Even as experienced researchers it's difficult to understand how an intercept consumer or store observational research methodology could allow one to make these sales density estimates.
One could post researchers in the stores for a given period of time (say 2 hours in the morning, 2 hours in the afternoon and 2 hours in the evening), have them observe each ring at the cash register and write it down, and then use that cumulative data from all nine stores to derive a crude estimate of sales per square foot we suppose. But that isn't easy, and somehow we doubt that's what was done. It not only would be helpful to know, but interesting to learn what type of methodology you used in general.
Conclusion
Therefore, knowing this information, along with obtaining answers to questions number 1 and number 2 above, would allow experienced analysts and researchers, as well as consumers, to better understand the basis for what on the face of it appears to be not only excellent but revolutionary news for Tesco's Fresh & Easy Neighborhood Market in the U.S.
However, absent such data--at least some percentages, numbers, stuff of reality--it makes it hard for professionals to take the research report seriously.
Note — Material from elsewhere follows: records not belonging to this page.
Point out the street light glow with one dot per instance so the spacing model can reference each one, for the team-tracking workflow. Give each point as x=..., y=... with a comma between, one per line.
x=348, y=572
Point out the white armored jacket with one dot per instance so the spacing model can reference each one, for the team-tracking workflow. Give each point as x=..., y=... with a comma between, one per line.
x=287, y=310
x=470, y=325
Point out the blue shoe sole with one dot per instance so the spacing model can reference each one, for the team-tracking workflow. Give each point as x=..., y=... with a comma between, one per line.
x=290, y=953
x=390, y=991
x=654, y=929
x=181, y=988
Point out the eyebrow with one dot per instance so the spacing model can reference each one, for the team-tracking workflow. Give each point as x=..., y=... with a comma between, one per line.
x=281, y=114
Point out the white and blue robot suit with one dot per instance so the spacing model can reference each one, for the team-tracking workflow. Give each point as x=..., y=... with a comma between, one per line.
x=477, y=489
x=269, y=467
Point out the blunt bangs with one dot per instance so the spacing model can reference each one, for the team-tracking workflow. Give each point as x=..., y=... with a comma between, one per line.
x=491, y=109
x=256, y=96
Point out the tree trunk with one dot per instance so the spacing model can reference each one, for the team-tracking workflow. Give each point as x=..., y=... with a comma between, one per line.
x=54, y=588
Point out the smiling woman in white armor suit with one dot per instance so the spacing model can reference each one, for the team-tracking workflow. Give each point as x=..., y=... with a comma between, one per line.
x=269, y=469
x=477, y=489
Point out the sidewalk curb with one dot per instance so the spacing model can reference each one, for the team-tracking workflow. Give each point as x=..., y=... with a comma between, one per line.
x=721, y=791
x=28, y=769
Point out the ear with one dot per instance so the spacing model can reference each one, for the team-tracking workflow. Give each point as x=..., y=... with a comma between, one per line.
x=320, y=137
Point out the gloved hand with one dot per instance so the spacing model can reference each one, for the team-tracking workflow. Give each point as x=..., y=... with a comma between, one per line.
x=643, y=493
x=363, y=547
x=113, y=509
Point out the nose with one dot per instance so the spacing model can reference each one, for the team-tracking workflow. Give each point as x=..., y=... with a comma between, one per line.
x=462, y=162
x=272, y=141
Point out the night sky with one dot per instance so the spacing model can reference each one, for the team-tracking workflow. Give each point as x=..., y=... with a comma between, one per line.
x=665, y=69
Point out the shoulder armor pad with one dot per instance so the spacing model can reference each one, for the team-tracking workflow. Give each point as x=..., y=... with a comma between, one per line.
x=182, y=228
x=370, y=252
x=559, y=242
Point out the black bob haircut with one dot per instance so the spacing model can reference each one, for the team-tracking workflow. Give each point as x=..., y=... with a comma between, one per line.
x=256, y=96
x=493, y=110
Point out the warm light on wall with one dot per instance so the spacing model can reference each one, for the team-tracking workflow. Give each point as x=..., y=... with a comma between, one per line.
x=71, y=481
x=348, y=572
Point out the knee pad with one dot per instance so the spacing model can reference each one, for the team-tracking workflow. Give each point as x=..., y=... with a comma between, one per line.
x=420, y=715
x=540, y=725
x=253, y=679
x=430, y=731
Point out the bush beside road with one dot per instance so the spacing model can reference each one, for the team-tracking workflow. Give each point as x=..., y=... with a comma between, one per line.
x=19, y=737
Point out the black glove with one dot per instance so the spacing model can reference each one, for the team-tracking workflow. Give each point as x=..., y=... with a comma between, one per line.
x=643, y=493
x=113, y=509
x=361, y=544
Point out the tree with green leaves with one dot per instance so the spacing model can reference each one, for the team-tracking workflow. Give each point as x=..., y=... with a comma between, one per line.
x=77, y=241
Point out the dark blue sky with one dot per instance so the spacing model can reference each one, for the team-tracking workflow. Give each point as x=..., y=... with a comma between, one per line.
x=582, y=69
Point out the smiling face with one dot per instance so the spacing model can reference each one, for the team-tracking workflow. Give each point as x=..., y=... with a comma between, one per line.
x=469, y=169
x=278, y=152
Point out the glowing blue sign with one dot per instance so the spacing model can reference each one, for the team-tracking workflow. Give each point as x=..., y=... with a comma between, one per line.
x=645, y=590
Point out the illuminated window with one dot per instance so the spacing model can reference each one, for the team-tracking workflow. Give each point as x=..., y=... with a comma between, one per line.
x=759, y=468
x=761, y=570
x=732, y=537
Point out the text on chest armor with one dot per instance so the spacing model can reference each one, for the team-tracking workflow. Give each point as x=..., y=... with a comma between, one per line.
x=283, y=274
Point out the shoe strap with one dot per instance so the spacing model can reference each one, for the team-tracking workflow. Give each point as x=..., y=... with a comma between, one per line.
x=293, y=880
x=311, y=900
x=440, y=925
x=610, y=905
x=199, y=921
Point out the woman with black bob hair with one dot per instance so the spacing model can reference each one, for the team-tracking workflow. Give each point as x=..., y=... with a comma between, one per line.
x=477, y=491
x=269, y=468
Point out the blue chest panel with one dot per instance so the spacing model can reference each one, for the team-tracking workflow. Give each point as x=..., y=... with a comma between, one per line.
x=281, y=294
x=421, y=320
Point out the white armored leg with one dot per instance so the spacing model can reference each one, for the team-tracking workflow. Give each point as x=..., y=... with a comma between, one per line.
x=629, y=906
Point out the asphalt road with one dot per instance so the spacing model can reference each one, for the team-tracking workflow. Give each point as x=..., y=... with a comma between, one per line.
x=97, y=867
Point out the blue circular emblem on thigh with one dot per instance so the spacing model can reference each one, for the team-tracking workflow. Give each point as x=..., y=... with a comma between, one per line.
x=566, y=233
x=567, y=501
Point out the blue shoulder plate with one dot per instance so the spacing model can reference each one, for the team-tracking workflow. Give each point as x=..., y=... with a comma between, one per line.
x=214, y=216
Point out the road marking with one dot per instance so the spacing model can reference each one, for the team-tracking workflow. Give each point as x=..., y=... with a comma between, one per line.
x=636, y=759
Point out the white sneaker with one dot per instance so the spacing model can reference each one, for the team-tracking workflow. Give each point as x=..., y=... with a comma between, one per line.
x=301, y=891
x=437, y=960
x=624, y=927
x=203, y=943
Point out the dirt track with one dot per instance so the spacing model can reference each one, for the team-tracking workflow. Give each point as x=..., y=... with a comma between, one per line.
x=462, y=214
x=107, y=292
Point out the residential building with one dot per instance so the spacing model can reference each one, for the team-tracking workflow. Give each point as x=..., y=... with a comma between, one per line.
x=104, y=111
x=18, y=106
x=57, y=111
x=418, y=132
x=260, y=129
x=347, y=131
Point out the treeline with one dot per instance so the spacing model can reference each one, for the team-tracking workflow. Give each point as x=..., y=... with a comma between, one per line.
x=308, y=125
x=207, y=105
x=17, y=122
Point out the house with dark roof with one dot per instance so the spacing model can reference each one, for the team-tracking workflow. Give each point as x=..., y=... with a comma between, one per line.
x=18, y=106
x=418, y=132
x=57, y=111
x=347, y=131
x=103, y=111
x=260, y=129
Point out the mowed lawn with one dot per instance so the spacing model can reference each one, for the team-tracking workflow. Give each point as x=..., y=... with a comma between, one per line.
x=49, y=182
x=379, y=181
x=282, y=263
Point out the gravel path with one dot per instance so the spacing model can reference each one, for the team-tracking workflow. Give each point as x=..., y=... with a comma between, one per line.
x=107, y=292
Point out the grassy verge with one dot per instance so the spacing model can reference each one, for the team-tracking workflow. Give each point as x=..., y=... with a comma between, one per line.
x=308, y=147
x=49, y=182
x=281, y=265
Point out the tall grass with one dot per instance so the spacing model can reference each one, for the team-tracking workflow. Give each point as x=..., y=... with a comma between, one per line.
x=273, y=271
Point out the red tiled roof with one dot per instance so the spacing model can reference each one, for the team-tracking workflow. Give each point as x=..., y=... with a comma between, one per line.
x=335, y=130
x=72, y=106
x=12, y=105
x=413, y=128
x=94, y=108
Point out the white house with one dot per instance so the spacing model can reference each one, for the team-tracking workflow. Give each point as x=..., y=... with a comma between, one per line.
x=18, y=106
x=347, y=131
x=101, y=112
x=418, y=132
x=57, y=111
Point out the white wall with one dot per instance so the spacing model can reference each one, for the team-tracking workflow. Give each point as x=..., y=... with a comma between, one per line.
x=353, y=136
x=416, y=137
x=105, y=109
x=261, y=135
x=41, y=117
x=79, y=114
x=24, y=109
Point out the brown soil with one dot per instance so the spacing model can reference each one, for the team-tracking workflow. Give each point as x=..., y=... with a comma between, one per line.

We look forward to seeing the study posted online, and getting the answers to all three questions--as we know the many Fresh & Easy Buzz readers, along with consumers and others will as well. Thank you.
Editor's Note: Fresh & Easy Buzz wants to make it perfectly clear, as this piece states, that all of the questions, as well as the piece itself, are addressed to Execution Research regarding it's study of Tesco's Fresh & Easy grocery stores.
The piece and the questions are not addressed to Tesco PLC or its Fresh & Easy Neighborhood Market division, which to our knowledge didn't participate in or fund the study in any way, shape or form. Further, the piece and the questions aren't addressed to the Financial Times. The publication has the right, which we respect, to publish any story in any way that meets its editorial standards, just as we have the right to suggest including more about the study in their story would have illuminated the findings better in our opinion.
4 comments:
Heck, I jokingly call F&E a cult too. As I try to convert my friends to get to their nearest stores to test it out. My "Temple of Fresh & Easy" blog is a testament to that.
It beats Trader Joe's on the crowd, that's for sure.
1. Why is Fresh and Easy a cult when there are few shoppers shopping there? There are never more than 10 or 20 shoppers at a store at one time. During the same period, Whole Foods and Trader Joe's stores have 50 to 100 shoppers.
2. No one sells fresh as much as Whole Foods. Shoppers pay a premium for that freshness at Whole Foods.
3. Fresh and Easy gives out $5 coupons often every week. They also discount their prices by 50% when items are due to expire. With these discounts, F&E could be lower than Walmart.
Great post.
Although I believe of all 3 retailers Trader Joe's does the best job, their biggest weakness is their produce. For me, good produce and freshness go hand in hand and I could believe that other retailers have "fresher" produce.
It would be nice to know the questions the research firm asked the customers in terms of how to arrive at which grocer has the "freshess" produce, wouldn't it?
A "study" like this without any data published to back it up is merely an opinion.
This is why we have these THREE questions for Executive Research Ltd. about their study and the results they gave to the Financial Times.
Fresh & Easy Buzz hasn't heard anything from the research firm yet; nor have we seen either the study published or even a summary of it published to date.
We've received a few emails asking us if we have; so wanted to respond here.